When education professor Clayton Smith set out to teach the undergraduate course Learning Organizations: Management and Leadership, he found no textbook encompassed the material he wanted students to have — so he wrote one.
Together with master’s student Carson Babich and Mark Lubrick, learning specialist in the Office of Open Learning, Dr. Smith has published Leadership and management in learning organizations as an open educational resource (OER) through eCampus Ontario, with support of an Office of Open Learning OER ACE (Adopt, Create, Extend) grant.
The format allows instructors anywhere in the world to freely access the book and repurpose it for their students, as long as they republish the modifications.
“It makes for better teaching, makes for better learning, and certainly reduces the cost to students,” says Smith. “The downside is it takes a lot of time to develop.”
He estimates the team spent eight to nine months on this book, but adds that making enhancements and modifications will be easier than with a printed text.
“I’m already thinking about producing another OER next year,” he says. “The idea is that we need to do more to make our resources open to the world and this is a pathway to that.”
The course and this text address understandings of leadership and management, learning principles and ethical implications, teamwork, and building a cohesive nature through diversity.

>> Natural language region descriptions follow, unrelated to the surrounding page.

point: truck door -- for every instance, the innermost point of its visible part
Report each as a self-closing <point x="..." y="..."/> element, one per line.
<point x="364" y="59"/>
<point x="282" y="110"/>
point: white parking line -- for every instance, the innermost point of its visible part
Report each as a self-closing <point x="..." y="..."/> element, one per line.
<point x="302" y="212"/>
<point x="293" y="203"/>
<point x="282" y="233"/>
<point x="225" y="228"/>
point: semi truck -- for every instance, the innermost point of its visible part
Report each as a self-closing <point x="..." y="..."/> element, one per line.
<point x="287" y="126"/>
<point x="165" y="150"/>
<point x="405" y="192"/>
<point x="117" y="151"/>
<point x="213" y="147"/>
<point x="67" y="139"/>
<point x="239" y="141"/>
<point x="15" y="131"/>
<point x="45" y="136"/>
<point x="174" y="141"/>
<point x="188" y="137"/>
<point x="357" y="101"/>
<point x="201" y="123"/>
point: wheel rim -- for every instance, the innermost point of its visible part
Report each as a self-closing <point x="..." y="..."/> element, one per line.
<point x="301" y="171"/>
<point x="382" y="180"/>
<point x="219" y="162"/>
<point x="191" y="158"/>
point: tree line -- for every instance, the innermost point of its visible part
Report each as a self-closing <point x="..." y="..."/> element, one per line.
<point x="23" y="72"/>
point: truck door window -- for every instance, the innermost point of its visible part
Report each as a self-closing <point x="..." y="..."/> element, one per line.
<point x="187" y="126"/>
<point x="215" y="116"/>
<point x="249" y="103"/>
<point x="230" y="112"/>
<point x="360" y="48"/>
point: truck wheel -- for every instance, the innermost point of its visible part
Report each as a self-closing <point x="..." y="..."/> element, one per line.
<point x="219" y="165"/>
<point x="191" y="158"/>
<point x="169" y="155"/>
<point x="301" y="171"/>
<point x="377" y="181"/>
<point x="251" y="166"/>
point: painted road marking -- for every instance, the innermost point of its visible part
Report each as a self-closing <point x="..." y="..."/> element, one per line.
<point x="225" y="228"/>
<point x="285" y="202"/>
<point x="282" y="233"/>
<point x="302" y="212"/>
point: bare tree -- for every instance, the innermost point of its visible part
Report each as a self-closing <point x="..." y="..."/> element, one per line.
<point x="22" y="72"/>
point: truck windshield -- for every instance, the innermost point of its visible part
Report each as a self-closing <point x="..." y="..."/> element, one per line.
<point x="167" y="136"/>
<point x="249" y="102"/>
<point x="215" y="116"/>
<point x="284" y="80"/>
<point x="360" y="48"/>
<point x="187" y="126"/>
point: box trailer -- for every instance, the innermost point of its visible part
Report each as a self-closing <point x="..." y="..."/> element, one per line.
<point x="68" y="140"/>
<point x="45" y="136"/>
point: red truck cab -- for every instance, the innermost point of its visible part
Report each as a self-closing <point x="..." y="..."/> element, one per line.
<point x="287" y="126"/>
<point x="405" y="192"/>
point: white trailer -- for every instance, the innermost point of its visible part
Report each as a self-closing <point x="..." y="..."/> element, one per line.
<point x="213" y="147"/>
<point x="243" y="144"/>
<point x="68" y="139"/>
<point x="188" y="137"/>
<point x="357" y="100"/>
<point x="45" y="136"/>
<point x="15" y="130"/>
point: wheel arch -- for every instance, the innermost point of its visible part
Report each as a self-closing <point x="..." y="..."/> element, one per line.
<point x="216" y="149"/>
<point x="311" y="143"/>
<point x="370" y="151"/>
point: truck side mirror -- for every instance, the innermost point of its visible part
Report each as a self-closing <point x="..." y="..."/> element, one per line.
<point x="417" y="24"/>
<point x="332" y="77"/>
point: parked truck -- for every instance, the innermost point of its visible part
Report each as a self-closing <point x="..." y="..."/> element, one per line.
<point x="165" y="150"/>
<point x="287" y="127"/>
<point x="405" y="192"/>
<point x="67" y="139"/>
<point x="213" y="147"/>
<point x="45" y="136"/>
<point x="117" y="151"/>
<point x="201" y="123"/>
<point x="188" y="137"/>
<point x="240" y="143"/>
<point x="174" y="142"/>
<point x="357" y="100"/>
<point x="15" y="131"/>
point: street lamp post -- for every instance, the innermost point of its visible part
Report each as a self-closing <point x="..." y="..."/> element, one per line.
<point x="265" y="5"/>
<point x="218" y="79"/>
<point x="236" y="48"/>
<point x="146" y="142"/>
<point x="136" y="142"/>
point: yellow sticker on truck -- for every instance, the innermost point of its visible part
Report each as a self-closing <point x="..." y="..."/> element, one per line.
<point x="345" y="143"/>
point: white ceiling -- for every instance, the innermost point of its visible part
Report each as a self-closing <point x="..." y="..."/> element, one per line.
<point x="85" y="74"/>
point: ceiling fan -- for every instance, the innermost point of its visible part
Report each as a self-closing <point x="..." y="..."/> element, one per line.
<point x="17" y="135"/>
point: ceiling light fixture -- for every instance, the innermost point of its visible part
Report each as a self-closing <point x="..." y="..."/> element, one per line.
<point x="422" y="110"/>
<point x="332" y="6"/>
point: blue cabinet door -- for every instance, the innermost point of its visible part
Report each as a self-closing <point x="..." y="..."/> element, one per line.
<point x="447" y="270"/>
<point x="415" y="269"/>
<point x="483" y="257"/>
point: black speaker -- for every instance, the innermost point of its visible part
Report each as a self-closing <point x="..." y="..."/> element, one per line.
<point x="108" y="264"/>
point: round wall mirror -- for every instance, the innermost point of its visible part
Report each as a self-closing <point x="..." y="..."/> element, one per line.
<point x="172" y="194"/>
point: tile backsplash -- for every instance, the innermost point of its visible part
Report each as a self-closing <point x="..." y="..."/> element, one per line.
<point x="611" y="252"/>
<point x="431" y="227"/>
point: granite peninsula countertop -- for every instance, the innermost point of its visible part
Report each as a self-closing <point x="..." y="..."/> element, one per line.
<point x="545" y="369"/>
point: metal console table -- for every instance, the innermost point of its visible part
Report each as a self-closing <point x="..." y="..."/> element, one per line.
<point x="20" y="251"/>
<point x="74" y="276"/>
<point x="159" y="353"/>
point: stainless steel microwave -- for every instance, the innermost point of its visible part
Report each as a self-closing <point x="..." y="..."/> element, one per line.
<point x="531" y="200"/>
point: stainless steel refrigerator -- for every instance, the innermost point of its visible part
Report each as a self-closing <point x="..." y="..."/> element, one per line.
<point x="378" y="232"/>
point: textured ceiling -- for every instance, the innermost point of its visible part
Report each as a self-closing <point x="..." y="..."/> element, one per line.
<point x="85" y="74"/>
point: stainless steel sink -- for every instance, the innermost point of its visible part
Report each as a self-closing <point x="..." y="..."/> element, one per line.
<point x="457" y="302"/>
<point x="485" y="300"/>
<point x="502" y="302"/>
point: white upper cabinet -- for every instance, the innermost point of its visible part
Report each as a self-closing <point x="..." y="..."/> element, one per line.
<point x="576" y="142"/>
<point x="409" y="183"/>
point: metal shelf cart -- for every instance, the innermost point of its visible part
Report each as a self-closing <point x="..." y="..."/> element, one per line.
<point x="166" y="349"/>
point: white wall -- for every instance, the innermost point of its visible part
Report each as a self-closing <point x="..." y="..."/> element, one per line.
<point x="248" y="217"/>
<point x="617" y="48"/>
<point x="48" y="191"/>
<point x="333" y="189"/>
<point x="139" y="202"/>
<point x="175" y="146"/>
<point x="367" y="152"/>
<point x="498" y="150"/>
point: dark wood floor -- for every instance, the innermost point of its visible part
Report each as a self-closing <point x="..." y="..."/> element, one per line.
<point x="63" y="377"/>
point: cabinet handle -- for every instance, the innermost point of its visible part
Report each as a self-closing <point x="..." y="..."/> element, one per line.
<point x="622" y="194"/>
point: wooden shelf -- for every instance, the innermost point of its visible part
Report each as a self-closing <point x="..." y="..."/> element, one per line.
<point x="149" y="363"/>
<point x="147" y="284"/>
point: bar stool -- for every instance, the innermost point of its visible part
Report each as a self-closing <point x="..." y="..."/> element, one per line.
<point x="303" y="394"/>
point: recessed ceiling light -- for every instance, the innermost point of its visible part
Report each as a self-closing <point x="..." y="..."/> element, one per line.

The class is required to earn the minor in organizational learning and teaching, which is directed at undergraduate students in majors other than education.
“Learning organizations can be schools and post-secondary institutions, but they can also encompass corporate training, coaching, or human resources,” says Smith. “Any organization whose primary purpose is transmission or creation of knowledge.”
Babich had taken the course and was inspired to pursue further study in education; he is now working toward his M.Ed and has received a Research Stimulus Fund grant to assess the impact of OERs on student affordability and teaching and learning effectiveness.
“This minor program enrolls students from across the university who are seeking more knowledge and skills related to educational topics — they can be in psychology, human kinetics, or business,” Smith says. “They’re just finding they should be thinking about the principles and theories of pedagogy before they find themselves in a managerial position overseeing this type of work.”